To extract the necessary data, you need to find the selector where they are located. In our case, this is the .iFjolb
selector, which contains all jobs. You need to iterate each job in the loop:
for result in selector.css('.iFjolb'):
# data extraction will be here
Data like title
, company
and thumbnail
are pretty easy to retrieve. You need to find the selector and get the value:
title = result.css('.BjJfJf::text').get()
company = result.css('.vNEEBe::text').get()

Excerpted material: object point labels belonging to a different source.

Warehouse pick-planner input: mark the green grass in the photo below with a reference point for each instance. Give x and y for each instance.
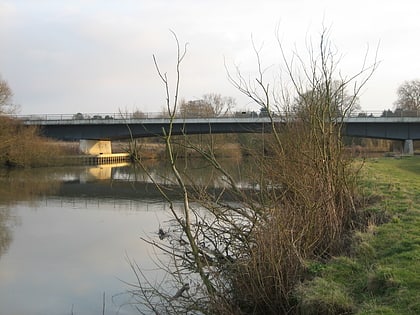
(382, 276)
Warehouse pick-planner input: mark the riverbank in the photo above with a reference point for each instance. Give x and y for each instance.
(381, 275)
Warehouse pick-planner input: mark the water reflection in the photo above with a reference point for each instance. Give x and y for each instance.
(66, 233)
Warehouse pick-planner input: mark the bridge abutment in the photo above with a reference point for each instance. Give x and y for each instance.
(95, 147)
(408, 147)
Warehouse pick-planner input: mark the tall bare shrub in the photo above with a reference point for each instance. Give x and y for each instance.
(247, 256)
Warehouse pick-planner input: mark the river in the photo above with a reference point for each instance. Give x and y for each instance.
(67, 236)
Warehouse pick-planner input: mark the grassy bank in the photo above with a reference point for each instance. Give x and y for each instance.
(382, 273)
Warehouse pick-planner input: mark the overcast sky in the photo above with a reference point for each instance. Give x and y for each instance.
(91, 56)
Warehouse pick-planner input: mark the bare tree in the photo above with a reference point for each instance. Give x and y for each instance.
(247, 256)
(408, 96)
(6, 94)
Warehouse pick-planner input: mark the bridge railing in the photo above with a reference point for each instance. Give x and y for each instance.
(159, 115)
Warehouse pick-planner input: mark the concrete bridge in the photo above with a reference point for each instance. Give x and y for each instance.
(96, 132)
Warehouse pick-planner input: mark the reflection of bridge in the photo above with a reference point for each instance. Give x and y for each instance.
(95, 128)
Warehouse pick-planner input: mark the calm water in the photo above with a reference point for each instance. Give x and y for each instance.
(66, 235)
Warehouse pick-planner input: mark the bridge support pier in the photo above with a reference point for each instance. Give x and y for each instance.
(408, 147)
(95, 147)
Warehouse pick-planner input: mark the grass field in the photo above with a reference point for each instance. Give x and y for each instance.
(382, 273)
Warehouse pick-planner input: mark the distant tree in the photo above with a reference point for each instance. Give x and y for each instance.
(6, 94)
(222, 106)
(408, 96)
(138, 114)
(196, 108)
(331, 97)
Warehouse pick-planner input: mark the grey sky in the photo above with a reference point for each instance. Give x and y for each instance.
(96, 56)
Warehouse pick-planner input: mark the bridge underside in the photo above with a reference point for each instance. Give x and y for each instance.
(132, 131)
(96, 139)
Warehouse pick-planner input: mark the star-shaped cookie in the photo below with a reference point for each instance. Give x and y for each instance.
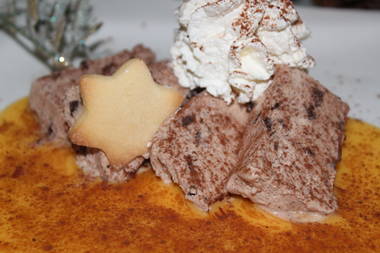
(122, 112)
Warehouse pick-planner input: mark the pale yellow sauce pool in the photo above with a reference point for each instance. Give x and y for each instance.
(47, 205)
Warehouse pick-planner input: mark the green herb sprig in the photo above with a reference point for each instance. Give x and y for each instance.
(54, 31)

thumbnail = result.css('.pJ3Uqf img::attr(src)').get()
I want to pay attention to how data such as location
and via
are retrieved. To extract them, an additional container
is created, which is a list of two values. This will speed things up a bit since you only need to find the element once and then get its values by index in constant time. Otherwise, the operation of searching for an element and extracting it would have to be carried out twice:
container = result.css('.Qk80Jf::text').getall()
location = container[0]
via = container[1]
Each job has its own number of extensions
, and we need to extract them all:
extensions = result.css('.KKh3md span::text').getall()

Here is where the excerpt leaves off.